Needless to say, the idea of vicarious atonement and the need for intermediaries between Gd and individual people is particularly fraught for those who live in predominantly Christian host societies, where the predominant religion believes in these concepts. We, on the other hand, believe that “it is all up to me.” Nobody is in anybody else’s mind or body, and nobody can exempt anybody else from the work they need to do to improve themselves. If we want to be close to Gd, we are the ones who must use the practices and techniques of our tradition to develop ourselves spiritually.

Commentary by Steve Sufian

Parashat Tetzaveh
In this parshah, Gd continues giving Moses many instructions to command the children of Israel to do so that He will dwell among them.

The first is that they shall bring pure olive oil to kindle the Eternal Flame continually.

Oil, lamps and light all have deep symbolism that guides us to live in such a way that we will be aware of Gd’s Presence within every aspect of our mind, body, soul, heart and in the world around us, that guide us to experience the Eternal.

Oil, for example, symbolizes the aspect of Gd through which he appears, speaks to us. It is used for anointing kings and priests, making them holy (Whole) so they can serve Gd.

Lamps are containers to hold kindling, such as oil, and they symbolize we human beings who have become pure enough to know that Gd’s Presence is already within us.

Light, for example, symbolizes the actions in which we not only know Gd’s Presence but also act with Gd’s Presence enlivening, purifying, enlightening every action of ours so that they are in accord with Gd’s Will and spread awareness of Gd’s Presence so we are aware of it everywhere and so is everyone else, so is every impulse of Gd, all of what we call Creation, the Universe.
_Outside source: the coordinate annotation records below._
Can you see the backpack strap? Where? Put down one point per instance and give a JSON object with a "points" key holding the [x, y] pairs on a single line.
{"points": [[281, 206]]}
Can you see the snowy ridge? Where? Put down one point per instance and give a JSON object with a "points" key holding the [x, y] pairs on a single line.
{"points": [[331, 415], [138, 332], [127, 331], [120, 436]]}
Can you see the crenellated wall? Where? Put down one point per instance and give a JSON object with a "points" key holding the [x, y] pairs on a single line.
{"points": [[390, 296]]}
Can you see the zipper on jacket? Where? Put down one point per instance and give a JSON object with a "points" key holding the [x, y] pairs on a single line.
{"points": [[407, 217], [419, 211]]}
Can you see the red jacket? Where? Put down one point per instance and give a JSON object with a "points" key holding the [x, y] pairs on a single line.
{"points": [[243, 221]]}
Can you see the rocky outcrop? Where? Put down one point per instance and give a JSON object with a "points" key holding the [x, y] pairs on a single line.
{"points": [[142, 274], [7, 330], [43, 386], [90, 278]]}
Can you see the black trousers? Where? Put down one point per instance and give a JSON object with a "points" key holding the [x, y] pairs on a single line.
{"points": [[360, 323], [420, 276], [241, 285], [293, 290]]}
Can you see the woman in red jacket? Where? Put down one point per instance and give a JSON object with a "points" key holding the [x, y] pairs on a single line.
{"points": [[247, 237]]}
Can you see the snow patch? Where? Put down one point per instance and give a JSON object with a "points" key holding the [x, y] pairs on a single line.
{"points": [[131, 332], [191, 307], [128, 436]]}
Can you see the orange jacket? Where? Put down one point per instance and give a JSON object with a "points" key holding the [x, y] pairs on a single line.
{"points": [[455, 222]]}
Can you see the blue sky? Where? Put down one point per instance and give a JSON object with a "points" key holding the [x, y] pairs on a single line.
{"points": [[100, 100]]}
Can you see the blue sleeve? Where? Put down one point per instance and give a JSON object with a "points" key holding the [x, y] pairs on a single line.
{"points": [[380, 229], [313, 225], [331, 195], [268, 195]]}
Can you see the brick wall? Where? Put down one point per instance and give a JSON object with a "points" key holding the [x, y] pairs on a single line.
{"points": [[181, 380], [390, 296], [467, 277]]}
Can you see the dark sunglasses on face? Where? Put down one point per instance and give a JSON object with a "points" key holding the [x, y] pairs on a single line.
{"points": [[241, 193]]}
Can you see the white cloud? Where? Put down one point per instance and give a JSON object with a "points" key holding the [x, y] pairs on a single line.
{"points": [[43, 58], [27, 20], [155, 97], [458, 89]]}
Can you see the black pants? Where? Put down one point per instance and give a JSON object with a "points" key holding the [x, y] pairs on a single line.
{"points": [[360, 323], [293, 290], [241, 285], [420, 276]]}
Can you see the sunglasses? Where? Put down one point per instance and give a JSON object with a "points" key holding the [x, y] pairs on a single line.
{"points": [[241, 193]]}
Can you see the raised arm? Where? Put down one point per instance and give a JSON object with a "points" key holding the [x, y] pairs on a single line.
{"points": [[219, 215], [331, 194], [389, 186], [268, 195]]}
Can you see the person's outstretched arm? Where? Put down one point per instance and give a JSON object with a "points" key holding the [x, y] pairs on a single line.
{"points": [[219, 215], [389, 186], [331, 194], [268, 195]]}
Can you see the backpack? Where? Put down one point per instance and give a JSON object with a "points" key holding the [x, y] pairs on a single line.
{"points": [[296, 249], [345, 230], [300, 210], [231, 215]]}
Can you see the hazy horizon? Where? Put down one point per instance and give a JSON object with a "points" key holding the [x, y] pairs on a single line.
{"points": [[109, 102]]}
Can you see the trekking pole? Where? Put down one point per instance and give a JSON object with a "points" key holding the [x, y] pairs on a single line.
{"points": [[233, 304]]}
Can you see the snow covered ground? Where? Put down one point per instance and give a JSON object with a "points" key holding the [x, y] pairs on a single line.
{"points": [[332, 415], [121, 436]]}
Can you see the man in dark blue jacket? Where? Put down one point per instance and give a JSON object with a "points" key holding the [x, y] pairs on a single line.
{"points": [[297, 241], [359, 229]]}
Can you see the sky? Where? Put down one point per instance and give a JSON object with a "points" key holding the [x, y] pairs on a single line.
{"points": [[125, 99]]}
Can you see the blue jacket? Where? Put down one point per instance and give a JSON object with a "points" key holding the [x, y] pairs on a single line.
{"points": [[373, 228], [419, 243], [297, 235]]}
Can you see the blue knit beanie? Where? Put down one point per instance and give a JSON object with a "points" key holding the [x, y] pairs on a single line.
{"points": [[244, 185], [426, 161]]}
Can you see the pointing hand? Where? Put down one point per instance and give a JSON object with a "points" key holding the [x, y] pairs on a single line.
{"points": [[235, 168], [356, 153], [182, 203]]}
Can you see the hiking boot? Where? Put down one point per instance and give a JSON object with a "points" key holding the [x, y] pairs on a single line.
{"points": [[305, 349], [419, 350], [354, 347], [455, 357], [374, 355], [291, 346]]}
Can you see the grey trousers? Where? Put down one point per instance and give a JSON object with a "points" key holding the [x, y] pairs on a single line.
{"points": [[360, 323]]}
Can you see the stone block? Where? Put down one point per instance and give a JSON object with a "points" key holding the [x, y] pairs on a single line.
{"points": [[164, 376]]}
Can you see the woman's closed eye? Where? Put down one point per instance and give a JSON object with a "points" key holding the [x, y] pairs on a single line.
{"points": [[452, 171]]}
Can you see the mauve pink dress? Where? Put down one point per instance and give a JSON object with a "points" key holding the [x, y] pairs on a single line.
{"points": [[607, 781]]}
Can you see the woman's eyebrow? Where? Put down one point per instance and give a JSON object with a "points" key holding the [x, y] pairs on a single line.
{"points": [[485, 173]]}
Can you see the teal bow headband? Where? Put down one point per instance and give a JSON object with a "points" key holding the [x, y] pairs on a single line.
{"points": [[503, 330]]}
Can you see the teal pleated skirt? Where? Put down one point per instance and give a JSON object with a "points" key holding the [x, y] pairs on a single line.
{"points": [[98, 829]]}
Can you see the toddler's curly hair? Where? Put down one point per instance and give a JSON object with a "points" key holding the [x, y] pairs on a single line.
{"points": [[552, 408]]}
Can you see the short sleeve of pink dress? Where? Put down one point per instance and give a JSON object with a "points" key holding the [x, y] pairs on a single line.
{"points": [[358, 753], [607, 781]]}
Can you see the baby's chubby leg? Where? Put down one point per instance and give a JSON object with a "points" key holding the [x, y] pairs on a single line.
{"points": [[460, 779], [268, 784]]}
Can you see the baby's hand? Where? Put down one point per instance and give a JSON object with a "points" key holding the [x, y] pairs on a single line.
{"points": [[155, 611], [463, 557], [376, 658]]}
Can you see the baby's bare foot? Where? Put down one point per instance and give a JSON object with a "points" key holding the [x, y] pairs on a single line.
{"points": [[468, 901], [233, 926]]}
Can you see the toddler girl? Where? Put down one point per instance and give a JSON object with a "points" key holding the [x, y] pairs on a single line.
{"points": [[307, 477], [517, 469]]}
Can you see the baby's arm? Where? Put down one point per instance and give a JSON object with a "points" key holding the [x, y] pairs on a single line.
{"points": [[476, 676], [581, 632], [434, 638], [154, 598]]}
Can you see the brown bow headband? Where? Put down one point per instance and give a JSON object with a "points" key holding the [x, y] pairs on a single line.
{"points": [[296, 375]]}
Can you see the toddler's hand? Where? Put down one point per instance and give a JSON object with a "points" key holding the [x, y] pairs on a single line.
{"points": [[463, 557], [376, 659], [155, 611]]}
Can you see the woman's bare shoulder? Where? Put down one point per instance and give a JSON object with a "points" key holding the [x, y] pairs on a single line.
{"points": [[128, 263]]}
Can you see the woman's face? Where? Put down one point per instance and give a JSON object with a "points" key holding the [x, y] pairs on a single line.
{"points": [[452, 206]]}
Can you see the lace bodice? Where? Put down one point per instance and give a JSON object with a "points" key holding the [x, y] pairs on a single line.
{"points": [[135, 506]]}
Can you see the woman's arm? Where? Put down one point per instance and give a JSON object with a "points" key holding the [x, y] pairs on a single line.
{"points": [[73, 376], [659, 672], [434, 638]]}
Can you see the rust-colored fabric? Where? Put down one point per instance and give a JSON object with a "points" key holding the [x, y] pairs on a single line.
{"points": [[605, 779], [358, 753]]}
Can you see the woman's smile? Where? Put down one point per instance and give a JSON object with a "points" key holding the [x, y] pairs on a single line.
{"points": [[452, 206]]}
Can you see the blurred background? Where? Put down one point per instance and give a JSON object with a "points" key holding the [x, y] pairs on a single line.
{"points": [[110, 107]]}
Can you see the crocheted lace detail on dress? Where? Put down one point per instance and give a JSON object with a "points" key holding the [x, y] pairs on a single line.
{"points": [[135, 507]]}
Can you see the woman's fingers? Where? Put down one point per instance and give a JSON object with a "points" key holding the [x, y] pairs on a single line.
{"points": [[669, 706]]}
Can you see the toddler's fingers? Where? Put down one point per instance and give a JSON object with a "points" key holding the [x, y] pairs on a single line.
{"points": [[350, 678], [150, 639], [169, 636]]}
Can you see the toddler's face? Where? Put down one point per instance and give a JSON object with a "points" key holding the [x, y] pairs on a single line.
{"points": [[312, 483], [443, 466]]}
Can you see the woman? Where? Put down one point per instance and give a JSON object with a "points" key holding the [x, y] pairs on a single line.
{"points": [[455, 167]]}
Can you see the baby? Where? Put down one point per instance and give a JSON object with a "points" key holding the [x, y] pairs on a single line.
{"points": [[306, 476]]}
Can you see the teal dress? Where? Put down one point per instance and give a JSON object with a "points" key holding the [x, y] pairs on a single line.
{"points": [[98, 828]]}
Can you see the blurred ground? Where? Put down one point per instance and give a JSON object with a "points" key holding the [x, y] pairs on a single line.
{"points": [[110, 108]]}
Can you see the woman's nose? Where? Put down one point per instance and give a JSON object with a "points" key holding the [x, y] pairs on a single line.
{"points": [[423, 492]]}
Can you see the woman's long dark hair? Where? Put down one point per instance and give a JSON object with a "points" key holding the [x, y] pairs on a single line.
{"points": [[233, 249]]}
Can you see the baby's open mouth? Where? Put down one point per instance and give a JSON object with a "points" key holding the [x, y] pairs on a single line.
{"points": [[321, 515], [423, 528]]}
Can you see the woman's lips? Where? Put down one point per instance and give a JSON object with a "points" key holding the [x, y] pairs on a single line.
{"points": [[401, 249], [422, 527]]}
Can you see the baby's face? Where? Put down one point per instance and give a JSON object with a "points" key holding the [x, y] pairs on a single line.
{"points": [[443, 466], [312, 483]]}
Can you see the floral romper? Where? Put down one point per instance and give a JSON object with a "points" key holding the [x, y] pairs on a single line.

In addition to oil for the lamps, Gd commands Moses to bring Aaron and his sons “near to yourself”: this is raising them close to the level of awareness Moses has: constant awareness of the Presence of Gd.

They are to be brought near and Moses and those who Gd has “filled with the spirit of wisdom” shall make garments for them, garments that Gd describes in great detail. The High Priest was to wear tunic, cloaks, apron, breast plate, turban, gold plate above the turban, belt and pants. These were to made of gold, linen, wool, precious stones. The ordinary priests were to wear tunics, turbans, belts and pants.

The extensive detail suggests deep symbolism, symbolizing different levels of drawing near to Gd and different levels of bringing not only the priests into harmony with Gd but bringing all of Israel and all of Nature into Harmony.

The main point for us that whatever literal garments we wear and whatever symbolic garments we wear – symbolic of our purity, our love, our harmony – we should be guided by our sense of harmony and purity: continue to increase those things which allow us to experience and radiate harmony and joy, Harmony and Joy; and continue to let fall away anything which limits joy and harmony, clouds them.

As we do this, Gd fills us more and more with the spirit of wisdom and we are able to make the materials and the garments – our innocent hearts and minds are the materials and our thoughts and actions are the garments – that enable us to serve Gd with Holiness, to serve as High Priests and priests even while walking, talking, working, playing – all the things we do in our daily life, no matter what our literal profession.

Just by reading this parshah, in Hebrew or in English, or hearing it – a bit, a lot or all of it – we become lamps in which Gd’s Presence is apparent and lights in which Gd’s Will is done – a little, more, a lot, and then all, and we return through our openness and our good actions to the Oneness in which all separations are dissolved and all details are enjoyed as harmonious, joyful, loving expressions within the Oneness which is Gd, our Self, One.